Ces personnes vivent dans la peur quotidienne d’être arrêtées
à un barrage par un soldat qui les renverrait au passage d’Erez.
Selon
les accords d’Oslo, l’Autorité Palestinienne est seulement
tenue de communiquer au Ministère israélien de l’Intérieur tout
changement d’adresse d’une personne : de Naplouse à
Ramallah, de Gaza à Hébron ou Jéricho. Il n’est écrit nulle
part que l’Autorité Palestinienne doive attendre une approbation
israélienne pour un changement d’adresse.
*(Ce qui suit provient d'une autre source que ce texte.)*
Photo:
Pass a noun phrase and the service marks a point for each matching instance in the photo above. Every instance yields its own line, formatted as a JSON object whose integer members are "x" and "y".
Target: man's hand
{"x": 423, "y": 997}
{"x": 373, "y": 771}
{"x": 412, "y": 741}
La logique est claire :
selon les accords, Gaza et la Cisjordanie constituent une unité
territoriale unique. Israël a pourtant violé ce paragraphe avec un
esprit méthodique s’agissant d’habitants de Gaza. Israël
s’est réservé le « droit » d’approuver ou de
refuser le changement d’adresse, sans établir de critères
transparents et sans motiver cette violation de l’accord d’Oslo.
C’est Israël qui a la main sur le clavier de l’ordinateur,
c’est donc lui qui décide : si l’employé israélien
n’introduit pas le changement d’adresse dans l’ordinateur, le
soldat et le policier des barrages ou des points de passage le
sauront immédiatement et arrêteront le contrevenant.
C’est
ce qui est arrivé à H, natif de Gaza, qui a commencé à étudier
l’informatique à l’Université de Bir Zeit en 1991. Il a trouvé
du travail à Ramallah, y a fondé une famille et a effectué son
changement d’adresse au Ministère palestinien de l’Intérieur.
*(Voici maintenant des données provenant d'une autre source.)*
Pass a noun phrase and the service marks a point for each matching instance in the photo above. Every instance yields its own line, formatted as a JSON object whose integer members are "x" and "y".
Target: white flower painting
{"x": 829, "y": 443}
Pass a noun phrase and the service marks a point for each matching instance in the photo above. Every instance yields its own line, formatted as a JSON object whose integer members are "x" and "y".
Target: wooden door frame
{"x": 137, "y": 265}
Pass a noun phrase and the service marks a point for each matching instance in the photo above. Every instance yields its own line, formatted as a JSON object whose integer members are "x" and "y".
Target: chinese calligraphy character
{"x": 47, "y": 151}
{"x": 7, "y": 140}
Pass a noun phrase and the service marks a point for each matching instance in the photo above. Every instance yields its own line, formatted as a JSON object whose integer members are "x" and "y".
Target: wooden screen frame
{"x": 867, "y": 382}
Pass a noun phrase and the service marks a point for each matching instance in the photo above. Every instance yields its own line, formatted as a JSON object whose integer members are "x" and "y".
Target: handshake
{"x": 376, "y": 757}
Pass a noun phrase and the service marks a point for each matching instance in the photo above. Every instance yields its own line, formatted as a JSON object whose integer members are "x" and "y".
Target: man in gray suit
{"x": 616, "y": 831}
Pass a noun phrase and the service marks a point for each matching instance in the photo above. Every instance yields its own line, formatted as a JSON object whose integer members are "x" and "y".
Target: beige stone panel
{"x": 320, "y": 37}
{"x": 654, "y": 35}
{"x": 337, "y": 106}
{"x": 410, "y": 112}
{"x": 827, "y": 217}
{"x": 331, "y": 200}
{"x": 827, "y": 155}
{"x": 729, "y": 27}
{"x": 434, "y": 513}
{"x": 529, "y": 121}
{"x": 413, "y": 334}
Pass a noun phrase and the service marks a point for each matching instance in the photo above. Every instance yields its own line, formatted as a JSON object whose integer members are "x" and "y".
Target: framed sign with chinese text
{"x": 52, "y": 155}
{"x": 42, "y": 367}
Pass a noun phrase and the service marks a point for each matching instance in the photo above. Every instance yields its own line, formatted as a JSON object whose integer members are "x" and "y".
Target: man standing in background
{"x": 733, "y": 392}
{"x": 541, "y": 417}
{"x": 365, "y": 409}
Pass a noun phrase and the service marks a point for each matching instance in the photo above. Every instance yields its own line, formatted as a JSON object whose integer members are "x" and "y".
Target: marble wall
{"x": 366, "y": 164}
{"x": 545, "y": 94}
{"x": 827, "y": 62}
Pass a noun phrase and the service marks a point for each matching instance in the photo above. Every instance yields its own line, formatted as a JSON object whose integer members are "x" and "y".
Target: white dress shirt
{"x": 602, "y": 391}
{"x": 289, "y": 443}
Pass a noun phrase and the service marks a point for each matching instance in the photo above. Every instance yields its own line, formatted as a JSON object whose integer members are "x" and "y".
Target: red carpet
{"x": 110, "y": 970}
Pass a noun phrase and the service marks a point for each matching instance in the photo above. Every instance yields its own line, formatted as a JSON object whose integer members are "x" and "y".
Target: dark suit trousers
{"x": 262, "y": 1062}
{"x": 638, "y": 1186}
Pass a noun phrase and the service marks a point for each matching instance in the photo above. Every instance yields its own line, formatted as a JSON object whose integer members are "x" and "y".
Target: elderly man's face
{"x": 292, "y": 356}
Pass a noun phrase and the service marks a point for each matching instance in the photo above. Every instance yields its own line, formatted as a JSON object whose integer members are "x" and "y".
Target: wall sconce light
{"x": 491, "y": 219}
Dans le cadre de son travail, il a cherché, en mars 2002, à se
rendre en Jordanie. Arrivé au Pont Allenby, il a été arrêté et
transféré à la prison d’Ashkelon. Là, les enquêteurs lui ont
dit que son adresse était « Gaza », que c’était cela
qui était enregistré dans l’ordinateur israélien et qu’il était
dès lors en séjour illégal à Ramallah.
H
a été expulsé vers Gaza. Les requêtes introduites par le Centre
pour la Protection de l’Individu auprès de l’administration
civile afin qu’on laisse un homme retrouver ses enfants, son épouse
et son travail à Ramallah ont été infructueuses. En juin 2003, le
Centre s’est adressé à la Cour suprême. En février 2004, près
d’un an après l’expulsion, le cabinet du procureur général a
fait savoir à la Cour suprême que « par indulgence, il a
été décidé d’autoriser le requérant à entrer en Judée-Samarie
et d’y demeurer ».
Cette
immixtion dans ce qui est clairement du registre des décisions
individuelles des habitants de Gaza, comme le choix du lieu d’études
ou d’habitation, a commencé en 1991 quand Israël a modifié sa
politique et s’est mis à exiger des Palestiniens de se munir
d’une autorisation personnelle de déplacement – entre les
Territoires et Israël, et également entre la Cisjordanie et la
Bande de Gaza. Cette immixtion n’a fait qu’empirer après la création
de l’Autorité Palestinienne, et en opposition avec ce qui est
stipulé dans les accords d’Oslo. Elle a atteint un sommet au
cours de ces cinq dernières années, jusqu’au recours à
l’expulsion. Dans de nombreux cas, une action en justice amène
l’Etat à faire marche arrière « par indulgence »,
y compris lorsque le premier prétexte invoqué avait été des
« mobiles sécuritaires » – ce qui témoigne de
l’arbitraire habituel et présent d’emblée.
Le
fait essentiel et historique demeure inchangé : Israël a
commencé à couper de la Cisjordanie la population de la Bande de
Gaza avant les accords d’Oslo, Israël a continué à le faire
pendant la période d’Oslo sans être dérangé, sous le couvert
de l’euphorie qui entourait l’accord de paix, et Israël parachève
maintenant la coupure – sous le couvert, cette fois, de
l’admiration suscitée par le plan de désengagement.